Control of Peripheral Resistance
The sympathetic division of the ANS controls peripheral resistance primarily by regulating the diameter of blood vessels, especially arterioles. The integration center is the vasomotor center in the medulla oblongata. An increase in the frequency of sympathetic nerve impulses to the smooth muscle of blood vessels produces vasoconstriction, which increases resistance. The increase in resistance increases blood pressure and blood velocity. This response accelerates the rate of oxygen transport to cells and the removal of carbon dioxide from blood by the lungs. A decrease in sympathetic nerve impulse frequency results in vasodilation, which decreases resistance. The decrease in resistance decreases blood pressure and blood velocity.
Like the cardiac control center, the activity of the vasomotor center is modified by nerve impulses from higher brain areas, and sensory nerve impulses from baro- receptors and chemoreceptors in the aortic arch and the internal and external carotid arteries. For example, a decrease in pressure, pH, or oxygen concentration of the blood stimulates vasoconstriction. Conversely, an increase in these values promotes vasodilation.
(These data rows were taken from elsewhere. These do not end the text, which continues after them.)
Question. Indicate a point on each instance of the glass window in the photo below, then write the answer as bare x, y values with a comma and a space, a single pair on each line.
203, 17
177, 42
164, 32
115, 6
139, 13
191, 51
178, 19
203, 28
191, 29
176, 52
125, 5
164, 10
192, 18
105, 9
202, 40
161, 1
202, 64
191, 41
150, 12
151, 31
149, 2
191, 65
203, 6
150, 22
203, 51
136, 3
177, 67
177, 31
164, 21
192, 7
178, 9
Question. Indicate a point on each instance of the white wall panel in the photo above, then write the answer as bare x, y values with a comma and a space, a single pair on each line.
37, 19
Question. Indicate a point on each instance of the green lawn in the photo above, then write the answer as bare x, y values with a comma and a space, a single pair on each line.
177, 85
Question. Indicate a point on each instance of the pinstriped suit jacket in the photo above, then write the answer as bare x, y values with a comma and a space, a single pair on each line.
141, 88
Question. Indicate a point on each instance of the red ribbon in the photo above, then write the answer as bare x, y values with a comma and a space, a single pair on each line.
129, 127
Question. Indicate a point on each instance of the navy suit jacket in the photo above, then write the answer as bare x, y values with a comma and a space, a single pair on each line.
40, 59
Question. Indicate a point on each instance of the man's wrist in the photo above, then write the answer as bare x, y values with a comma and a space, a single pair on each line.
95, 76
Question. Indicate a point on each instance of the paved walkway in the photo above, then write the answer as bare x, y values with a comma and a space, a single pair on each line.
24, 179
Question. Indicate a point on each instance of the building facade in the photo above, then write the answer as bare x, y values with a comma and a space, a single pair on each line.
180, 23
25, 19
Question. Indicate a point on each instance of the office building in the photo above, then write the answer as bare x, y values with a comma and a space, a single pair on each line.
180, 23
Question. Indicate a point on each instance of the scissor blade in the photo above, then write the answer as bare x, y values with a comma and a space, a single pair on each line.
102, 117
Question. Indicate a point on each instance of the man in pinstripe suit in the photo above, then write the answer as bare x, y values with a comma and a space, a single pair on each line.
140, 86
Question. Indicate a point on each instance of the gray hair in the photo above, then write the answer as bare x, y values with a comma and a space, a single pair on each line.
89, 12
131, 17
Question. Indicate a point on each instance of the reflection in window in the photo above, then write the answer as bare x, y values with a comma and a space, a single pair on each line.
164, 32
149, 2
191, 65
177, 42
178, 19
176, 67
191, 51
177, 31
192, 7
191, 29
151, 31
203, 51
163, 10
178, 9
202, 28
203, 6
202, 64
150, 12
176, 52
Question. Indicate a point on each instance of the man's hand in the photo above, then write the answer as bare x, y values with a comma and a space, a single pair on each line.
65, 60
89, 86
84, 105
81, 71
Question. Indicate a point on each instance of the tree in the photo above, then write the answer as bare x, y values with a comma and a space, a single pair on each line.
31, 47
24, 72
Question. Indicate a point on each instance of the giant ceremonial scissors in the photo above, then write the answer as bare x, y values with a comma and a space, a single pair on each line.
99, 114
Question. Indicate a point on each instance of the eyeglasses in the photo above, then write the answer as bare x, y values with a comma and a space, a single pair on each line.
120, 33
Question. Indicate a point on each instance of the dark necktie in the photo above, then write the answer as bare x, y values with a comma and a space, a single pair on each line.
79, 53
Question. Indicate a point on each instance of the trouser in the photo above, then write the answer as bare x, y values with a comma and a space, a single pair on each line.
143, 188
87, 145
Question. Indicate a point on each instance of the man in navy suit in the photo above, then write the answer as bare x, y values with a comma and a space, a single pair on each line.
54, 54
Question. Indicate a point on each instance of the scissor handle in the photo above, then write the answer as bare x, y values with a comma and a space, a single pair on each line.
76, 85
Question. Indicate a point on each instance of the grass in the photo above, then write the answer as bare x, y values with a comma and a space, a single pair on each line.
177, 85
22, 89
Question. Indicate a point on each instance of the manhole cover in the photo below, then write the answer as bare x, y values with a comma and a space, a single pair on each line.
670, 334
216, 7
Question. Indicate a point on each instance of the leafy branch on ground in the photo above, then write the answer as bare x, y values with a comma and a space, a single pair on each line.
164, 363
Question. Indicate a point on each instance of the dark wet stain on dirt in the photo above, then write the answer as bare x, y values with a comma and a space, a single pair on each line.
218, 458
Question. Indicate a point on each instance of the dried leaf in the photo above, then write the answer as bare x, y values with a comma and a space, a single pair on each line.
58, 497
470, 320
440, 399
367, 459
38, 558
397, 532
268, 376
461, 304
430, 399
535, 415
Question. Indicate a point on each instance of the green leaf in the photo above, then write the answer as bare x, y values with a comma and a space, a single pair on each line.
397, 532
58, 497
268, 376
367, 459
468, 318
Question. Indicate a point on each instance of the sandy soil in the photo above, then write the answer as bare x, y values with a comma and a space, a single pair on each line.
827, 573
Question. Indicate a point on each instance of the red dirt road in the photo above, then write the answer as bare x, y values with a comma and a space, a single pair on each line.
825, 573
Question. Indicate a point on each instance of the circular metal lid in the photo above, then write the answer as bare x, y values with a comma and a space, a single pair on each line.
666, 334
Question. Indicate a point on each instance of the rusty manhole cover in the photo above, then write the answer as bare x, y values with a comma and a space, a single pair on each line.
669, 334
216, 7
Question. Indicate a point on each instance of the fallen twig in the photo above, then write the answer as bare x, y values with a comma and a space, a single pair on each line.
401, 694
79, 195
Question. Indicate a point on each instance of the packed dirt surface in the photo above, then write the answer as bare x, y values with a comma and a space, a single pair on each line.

In addition, arterioles and precapillary sphincters are affected by localized changes in blood concentrations of oxygen, carbon dioxide, and pH. These local effects override the control by the vasomotor center, through a process called autoregulation, and increase the rate of exchange of materials between tissue cells and the capillaries. For example, if a particular muscle group is active for an extended period, a localized decrease in oxygen concentration and an increase in carbon dioxide concentration result. These chemical changes stimulate the vasodilation of local arterioles and precapillary sphincters, which increases the flow of blood into capillary networks of the affected muscles to provide more oxygen and to remove more carbon dioxide.
Measuring Blood Pressure
Sphygmomanometer is device which used to measure the blood pressure. It consist of a rubber arm band called the cuff which is connected to a gauge, it takes reading either electronically or on a analogue dial. The nurse or doctor will wrap the cuff around the upper arm of the patient which will be inflated by machine pump or hand.
Some cuffs are different which goes around the forearm or wrist. the doctor or nurse will inflate the cuff to a pressure higher than your systolic blood pressure, and it will tighten around your arm. Then the doctor will release it, the cuff will deflate, the doctor will hear a sound through the stethoscope which will be the sound of systolic blood pressure. The point where this sound starts to fade away marks the diastolic blood pressure.